Mechanical Test Methods

Numerous test methods exist for characterising adhesives and bonded joints, and may be used to determine fatigue resistance, environmental durability and creep behaviour. Adhesive tests can be divided into those methods that provide mechanical property data for the adhesive, which aids the selection of adhesives, and those methods that can be used to determine the quality of adhesively bonded structures, and thus aid the design process of adhesive joints. Although an extensive range of test methods is available as national and international standards, most of these tests can only be used for qualitative measurements, providing a means of checking the effectiveness of different surface preparations and comparing mechanical properties of different adhesive systems (i.e. ranking adhesive formulations). A limited number of test methods are suitable for generating engineering data, particularly for determining structural integrity of adhesively bonded structures subjected to static, cyclic and environmental effects. A list of standards issued by the American Society for Testing and Materials (ASTM), British Standards Institution (BS series) and International Standards Organisation (ISO) is presented in Appendix I.
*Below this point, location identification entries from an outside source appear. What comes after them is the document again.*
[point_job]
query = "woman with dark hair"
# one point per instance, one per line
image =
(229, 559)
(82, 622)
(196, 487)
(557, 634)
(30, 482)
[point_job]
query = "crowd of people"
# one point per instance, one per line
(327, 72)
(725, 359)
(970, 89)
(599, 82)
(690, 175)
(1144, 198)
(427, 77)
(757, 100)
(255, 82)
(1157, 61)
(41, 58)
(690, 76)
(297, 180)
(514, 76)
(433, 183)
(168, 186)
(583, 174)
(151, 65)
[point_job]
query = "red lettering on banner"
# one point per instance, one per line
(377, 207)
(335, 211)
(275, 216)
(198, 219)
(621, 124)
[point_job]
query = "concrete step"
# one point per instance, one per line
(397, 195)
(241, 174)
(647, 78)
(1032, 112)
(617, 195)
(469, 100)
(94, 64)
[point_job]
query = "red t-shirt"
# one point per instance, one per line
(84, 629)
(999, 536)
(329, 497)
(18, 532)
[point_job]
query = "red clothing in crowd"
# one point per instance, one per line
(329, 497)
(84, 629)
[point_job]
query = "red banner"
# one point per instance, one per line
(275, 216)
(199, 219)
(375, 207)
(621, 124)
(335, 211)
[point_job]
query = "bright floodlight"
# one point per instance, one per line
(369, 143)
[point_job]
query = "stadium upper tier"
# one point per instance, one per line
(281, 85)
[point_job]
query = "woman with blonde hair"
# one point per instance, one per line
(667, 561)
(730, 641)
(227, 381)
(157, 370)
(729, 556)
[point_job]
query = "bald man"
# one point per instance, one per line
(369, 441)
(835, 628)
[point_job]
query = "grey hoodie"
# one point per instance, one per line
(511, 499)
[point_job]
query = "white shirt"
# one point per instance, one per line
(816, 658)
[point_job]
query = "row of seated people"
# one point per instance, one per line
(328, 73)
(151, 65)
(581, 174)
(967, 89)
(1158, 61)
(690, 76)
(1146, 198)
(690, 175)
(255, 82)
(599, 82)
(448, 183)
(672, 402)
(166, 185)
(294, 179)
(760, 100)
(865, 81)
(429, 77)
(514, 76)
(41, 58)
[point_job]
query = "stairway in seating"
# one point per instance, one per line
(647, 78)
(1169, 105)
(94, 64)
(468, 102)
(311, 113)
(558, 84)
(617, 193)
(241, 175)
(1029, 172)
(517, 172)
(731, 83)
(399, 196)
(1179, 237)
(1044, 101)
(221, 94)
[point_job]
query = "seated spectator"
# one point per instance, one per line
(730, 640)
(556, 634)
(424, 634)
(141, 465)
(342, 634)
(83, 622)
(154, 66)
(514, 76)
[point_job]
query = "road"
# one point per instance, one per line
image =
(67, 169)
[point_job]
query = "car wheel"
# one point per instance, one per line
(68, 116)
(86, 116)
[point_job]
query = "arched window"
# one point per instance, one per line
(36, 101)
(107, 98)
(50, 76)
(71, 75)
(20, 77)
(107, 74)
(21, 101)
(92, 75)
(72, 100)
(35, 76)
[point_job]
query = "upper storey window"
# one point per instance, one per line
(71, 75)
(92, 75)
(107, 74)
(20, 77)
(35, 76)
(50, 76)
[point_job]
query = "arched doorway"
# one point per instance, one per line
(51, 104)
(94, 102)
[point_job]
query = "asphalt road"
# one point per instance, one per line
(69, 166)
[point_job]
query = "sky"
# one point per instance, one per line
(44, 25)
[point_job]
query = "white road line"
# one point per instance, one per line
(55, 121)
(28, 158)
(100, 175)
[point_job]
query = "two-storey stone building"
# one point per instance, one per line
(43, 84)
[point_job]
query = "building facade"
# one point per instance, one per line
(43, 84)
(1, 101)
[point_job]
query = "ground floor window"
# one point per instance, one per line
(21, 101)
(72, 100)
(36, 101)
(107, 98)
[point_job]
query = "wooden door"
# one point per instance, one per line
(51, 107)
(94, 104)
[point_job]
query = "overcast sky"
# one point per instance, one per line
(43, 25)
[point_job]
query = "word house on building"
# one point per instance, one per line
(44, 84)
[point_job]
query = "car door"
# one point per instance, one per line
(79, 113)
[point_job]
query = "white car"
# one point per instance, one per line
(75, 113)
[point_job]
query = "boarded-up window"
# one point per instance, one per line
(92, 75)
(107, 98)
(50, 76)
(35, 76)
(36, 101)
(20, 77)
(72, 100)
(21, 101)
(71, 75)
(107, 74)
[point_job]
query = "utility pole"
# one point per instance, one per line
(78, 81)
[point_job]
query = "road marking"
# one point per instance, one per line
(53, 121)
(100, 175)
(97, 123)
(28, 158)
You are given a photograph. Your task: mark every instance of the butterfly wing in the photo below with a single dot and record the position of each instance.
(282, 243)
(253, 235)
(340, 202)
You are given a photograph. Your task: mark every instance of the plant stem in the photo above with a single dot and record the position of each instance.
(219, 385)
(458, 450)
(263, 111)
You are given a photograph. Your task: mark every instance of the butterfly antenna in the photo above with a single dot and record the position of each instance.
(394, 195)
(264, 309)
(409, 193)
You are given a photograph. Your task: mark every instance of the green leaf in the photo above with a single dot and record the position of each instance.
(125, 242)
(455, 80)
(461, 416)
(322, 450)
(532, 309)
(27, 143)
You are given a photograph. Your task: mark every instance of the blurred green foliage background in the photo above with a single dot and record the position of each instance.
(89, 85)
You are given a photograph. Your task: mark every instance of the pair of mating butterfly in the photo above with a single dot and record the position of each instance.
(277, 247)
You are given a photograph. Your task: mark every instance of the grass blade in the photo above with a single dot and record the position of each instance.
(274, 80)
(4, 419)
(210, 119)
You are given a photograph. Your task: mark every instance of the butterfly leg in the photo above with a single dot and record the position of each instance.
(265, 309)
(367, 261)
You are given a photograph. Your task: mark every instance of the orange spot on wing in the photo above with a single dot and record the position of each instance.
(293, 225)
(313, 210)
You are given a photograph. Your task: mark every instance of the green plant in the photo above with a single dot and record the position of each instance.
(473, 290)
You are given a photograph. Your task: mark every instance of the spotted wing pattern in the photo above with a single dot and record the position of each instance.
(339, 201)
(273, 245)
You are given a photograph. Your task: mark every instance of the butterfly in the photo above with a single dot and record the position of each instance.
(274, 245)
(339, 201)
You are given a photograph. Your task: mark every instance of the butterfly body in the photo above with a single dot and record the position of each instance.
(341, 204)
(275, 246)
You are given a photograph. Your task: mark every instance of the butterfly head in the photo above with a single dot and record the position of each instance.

Stress analysis of adhesive joints requires a database of basic engineering properties of the adhesive, adherend and the joint geometry. Properties required are listed below:

Adhesive shear modulus
Adhesive elastic tensile or compressive modulus
Effective adhesive transverse modulus
Characteristic adhesive shear strength
Characteristic adhesive tensile or compressive strength
Adhesive and adherend elastic/plastic shear stress and strain
Adherend tensile or compressive modulus
Adherend Poisson’s ratio
Characteristic adherend through-thickness tensile strength
Adhesive layer thickness
Thickness of adherends
Joint efficiency (i.e. ratio of joint strength to adherend strength)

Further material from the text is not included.